Fitting individual models

Sometimes it can be useful to fit only specific models to a dataset rather than fit multiple models and run the decision algorithm. For this purpose, sicegar provides the function multipleFitFunction(). This function fits a chosen model to the input dataset. It calls the fitting algorithm multiple times with different, randomly generated start parameters, to guarantee robust and reliable fitting.

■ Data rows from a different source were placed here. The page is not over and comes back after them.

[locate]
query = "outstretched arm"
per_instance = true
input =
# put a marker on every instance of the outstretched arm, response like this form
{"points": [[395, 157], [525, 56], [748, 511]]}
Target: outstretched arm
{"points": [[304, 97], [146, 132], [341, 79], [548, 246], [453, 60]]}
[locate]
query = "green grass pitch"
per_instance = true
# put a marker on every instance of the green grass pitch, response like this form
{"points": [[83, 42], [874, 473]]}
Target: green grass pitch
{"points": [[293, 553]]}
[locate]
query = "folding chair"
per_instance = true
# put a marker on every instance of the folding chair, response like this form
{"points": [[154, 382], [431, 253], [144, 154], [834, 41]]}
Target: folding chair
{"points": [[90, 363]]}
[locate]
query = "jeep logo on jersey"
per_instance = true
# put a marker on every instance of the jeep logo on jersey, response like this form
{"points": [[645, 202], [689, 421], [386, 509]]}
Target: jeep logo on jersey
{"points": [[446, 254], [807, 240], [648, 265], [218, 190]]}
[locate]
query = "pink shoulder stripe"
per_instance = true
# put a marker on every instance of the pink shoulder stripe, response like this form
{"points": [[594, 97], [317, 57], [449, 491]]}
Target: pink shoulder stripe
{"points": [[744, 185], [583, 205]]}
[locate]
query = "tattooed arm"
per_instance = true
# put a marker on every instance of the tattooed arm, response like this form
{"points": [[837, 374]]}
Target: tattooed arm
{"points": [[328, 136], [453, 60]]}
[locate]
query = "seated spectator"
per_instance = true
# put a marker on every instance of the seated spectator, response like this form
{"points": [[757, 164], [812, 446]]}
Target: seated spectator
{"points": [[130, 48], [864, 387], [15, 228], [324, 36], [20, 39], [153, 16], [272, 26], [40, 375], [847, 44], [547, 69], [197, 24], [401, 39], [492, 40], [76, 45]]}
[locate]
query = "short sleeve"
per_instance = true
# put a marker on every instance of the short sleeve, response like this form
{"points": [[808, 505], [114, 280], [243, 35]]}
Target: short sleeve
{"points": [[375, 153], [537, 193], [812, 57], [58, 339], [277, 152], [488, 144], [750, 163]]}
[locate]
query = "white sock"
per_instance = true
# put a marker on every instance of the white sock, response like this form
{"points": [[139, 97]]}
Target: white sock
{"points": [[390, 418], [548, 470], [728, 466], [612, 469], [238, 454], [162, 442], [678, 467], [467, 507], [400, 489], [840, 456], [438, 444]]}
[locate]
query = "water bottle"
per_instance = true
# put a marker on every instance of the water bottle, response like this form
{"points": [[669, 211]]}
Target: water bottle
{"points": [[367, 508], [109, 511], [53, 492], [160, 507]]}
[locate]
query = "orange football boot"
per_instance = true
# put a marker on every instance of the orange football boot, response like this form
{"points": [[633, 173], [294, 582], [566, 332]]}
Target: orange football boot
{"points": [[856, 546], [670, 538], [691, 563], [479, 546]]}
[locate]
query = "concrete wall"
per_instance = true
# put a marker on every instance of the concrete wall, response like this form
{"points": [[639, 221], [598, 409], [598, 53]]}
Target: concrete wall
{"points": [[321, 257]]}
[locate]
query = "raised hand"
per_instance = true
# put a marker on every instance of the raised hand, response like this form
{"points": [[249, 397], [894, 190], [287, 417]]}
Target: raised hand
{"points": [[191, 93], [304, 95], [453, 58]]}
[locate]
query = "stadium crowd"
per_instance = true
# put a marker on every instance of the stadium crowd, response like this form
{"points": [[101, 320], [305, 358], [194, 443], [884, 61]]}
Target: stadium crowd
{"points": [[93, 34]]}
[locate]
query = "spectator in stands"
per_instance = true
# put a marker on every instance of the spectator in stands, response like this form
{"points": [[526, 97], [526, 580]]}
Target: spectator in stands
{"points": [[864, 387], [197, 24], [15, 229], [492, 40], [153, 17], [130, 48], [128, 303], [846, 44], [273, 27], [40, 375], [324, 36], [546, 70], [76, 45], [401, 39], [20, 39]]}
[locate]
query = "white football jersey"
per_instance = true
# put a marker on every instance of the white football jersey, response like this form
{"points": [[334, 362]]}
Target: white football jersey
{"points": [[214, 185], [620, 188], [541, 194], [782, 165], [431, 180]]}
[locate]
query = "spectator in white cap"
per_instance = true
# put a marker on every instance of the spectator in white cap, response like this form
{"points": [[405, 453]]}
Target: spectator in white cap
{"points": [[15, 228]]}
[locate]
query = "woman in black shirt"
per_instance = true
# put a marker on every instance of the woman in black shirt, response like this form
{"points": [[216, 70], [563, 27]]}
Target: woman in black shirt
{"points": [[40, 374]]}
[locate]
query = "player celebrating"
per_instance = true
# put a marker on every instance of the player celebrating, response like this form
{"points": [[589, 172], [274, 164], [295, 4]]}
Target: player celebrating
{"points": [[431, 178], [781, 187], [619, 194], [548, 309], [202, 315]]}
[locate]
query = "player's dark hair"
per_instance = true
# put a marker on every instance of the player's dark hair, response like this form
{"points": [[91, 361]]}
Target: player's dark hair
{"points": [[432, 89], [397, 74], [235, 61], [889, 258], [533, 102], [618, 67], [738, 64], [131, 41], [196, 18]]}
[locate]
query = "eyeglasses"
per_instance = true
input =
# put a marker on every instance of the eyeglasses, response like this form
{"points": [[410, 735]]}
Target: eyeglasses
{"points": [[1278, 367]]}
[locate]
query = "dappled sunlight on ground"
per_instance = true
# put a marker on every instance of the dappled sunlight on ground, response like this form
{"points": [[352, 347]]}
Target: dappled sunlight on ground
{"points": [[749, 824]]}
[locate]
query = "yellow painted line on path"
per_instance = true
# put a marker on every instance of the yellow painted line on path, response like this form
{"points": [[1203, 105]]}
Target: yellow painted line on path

We will demonstrate the use of this function on double-sigmoidal data, generated by adding some noise to the double-sigmoidal curve used for fitting. The curve used for fitting is implemented as doublesigmoidalFitFormula(), and thus can be used to generate model data.

time <- seq(3, 24, 0.5)
noise_parameter <- 0.2
intensity_noise <- runif(n = length(time), min = 0, max = 1) * noise_parameter
intensity <- doublesigmoidalFitFormula(time,
                                       finalAsymptoteIntensityRatio = .3,
                                       maximum = 4,
                                       slope1Param = 1,
                                       midPoint1Param = 7,
                                       slope2Param = 1,
                                       midPointDistanceParam = 8)
intensity <- intensity + intensity_noise
dataInput <- data.frame(time, intensity)
head(dataInput) # the generated input data

##   time intensity
## 1  3.0 0.2342345
## 2  3.5 0.2634529
## 3  4.0 0.2884316
## 4  4.5 0.3297332
## 5  5.0 0.5435398
## 6  5.5 0.7838986

Before we can perform the fit, we need to normalize the data appropriately. All sicegar fit functions work on normalized data, where time and intensity are normalized to the interval from 0 to 1. Sicegar provides a convenient normalization function normalizeData() that normalizes data appropriately while storing the required information to transform fitted parameters back into non-normalized coordinates:

normalizedInput <- normalizeData(dataInput = dataInput, 
                                 dataInputName = "doubleSigmoidalSample")
head(normalizedInput$timeIntensityData) # the normalized time and intensity data

##        time   intensity
## 1 0.1250000 0.000000000
## 2 0.1458333 0.007491139
## 3 0.1666667 0.013895288
## 4 0.1875000 0.024484372
## 5 0.2083333 0.079300988
## 6 0.2291667 0.140925160

The data scaling paratmers and the data input name are stored as well:

normalizedInput$dataScalingParameters # scaling parameters

##      timeRange   intensityMin   intensityMax intensityRange 
##     24.0000000      0.2342345      4.1346318      3.9003973

normalizedInput$dataInputName # data input name

## [1] "doubleSigmoidalSample"

Note that normalizeData() normalizes time with respect to the maximum value the time parameter takes:

timeRange <- time
timeNormalized <- time/timeRange # normalized time values

Whereas intensity is normalized with respect to the intensity interval:

intensityMin <- min(intensity)
intensityMax <- max(intensity)
intensityRange <- intensityMax - intensityMin

intensityNormalized <- (intensity-intensityMin)/intensityRange # normalized intensity values

Fitting the models to the data

To fit a model to the data using the function multipleFitFunction(), we provide it as input the normalized data and the model type to be fitted, which can be "sigmoidal" or "doublesigmoidal". Here we are fitting both models to the same input data:

# Do the sigmoidal fit
sigmoidalModel <- multipleFitFunction(dataInput=normalizedInput,
                                      model="sigmoidal")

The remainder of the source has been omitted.